The Anglo Normans who arrived in Ireland in 1169 recognised the importance of the religious settlement in the rural area, which by then included a round tower built for defensive purposes following the earlier Viking raid. Strongbow gave the area around the present Castledermot to de Ridellesford and the area around Kilkea to de Lacy. The subsequent building of Kilkea Castle and the Castle of Tristledermot strengthened the Norman influence in this area and for a time the village of Tristledermot was one of the most important rural settlements in the Norman’s Irish world. It was in Tristledermot, later corrupted to Castledermot by English speaking settlers that the first Irish parliament was held in 1264. Attended by 26 knights the Irish parliament would be held in Tristledermot on ten further occasions between 1269 and 1404. The Tristledermot settlement, like the neighbouring Norman settlement at the Ford of Ae (Athy), attracted not one but two religious houses. The Crouched Friars came in 1210 and the only physical reminder of their time in the area is the present St. John’s tower. The Franciscans founded a monastery in Tristledermot in or around 1300 and the substantial remains of what is today referred to as ‘The Abbey’ is what remains of that monastery.

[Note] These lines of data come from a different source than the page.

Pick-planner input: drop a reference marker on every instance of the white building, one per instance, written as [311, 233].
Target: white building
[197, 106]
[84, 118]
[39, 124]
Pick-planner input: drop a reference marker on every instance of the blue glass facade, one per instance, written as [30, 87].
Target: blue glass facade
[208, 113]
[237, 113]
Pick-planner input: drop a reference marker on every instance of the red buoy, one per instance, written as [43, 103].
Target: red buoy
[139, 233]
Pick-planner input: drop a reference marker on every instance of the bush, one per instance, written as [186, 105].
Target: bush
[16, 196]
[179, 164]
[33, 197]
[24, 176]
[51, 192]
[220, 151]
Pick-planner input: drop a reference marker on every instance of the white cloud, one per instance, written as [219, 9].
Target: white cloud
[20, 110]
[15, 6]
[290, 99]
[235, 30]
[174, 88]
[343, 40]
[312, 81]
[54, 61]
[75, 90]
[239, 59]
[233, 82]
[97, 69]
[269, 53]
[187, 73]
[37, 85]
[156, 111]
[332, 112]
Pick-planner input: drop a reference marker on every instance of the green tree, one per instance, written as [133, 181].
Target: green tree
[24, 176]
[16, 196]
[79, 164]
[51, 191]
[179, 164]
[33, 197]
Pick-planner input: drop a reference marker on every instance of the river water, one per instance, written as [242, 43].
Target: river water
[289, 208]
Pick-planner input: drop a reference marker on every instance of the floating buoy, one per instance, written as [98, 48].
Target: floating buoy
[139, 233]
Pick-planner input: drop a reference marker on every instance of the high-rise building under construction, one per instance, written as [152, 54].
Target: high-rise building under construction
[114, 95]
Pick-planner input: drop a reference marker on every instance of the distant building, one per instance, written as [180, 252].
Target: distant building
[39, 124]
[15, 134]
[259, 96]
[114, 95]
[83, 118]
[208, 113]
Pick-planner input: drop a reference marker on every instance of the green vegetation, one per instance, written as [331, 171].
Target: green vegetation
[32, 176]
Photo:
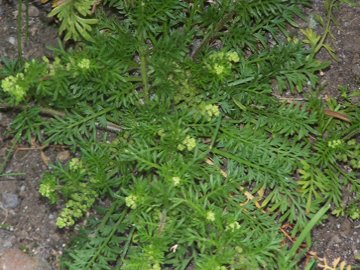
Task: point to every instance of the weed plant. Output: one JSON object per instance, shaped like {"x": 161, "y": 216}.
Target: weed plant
{"x": 210, "y": 158}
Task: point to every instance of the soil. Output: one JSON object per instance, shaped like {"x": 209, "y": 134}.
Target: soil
{"x": 27, "y": 221}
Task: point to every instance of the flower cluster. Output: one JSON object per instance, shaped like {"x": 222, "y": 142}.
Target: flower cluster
{"x": 209, "y": 111}
{"x": 220, "y": 63}
{"x": 15, "y": 87}
{"x": 335, "y": 143}
{"x": 75, "y": 164}
{"x": 176, "y": 180}
{"x": 47, "y": 188}
{"x": 210, "y": 216}
{"x": 84, "y": 64}
{"x": 233, "y": 226}
{"x": 76, "y": 207}
{"x": 130, "y": 201}
{"x": 188, "y": 143}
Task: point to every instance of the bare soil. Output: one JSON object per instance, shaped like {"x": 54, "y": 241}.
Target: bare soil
{"x": 29, "y": 223}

The village of Tristledermot was surrounded by strong defensive walls, the only portion of which remain today are what are called ‘the Carlow gate’. That gate was one of four gates which were in the Norman village walls and through which Edward Bruce and his Scottish troops marched when they attacked and destroyed much of Castledermot in 1316. The Confederate Wars also saw the Cromwellian army attack and destroy Castledermot for the second time in 1615. The village would never again regain the prominent position it had enjoyed in the social and economic life of south Kildare.
The subsequent decline of the once powerful settlement of Tristledermot coincided with the emergence of neighbouring Athy as the most prominent urban settlement in south Kildare. The latter’s position on the navigable River Barrow gave it a huge advantage over its near neighbour at a time when travel by road was well nigh impossible. It was an advantage which in the 17th and 18th centuries saw Athy emerge as a developing market town. The opening of the Grand Canal to Athy in 1792 and the extension of the railway line to Carlow through Athy in 1846 copper fastened Athy’s claim to be the leading town in the south of the county.
Unlike Athy Castledermot has been the subject of several publications over the years, including those earlier mentioned by Tadgh Hayden and John MacKenna. Reverend Warburton wrote a guide to St. James’s Church in 1968, while Eamon Kane’s book ‘Diseart Diarmada’ published in 2015 deals extensively with the early history of the village of Castledermot. One other interesting book was that published in 1919 under the title of ‘Dysert Diarmada; or Irish place-names’, it’s author being described as ‘an Irish CC’. Can anyone help me to identify the author in question.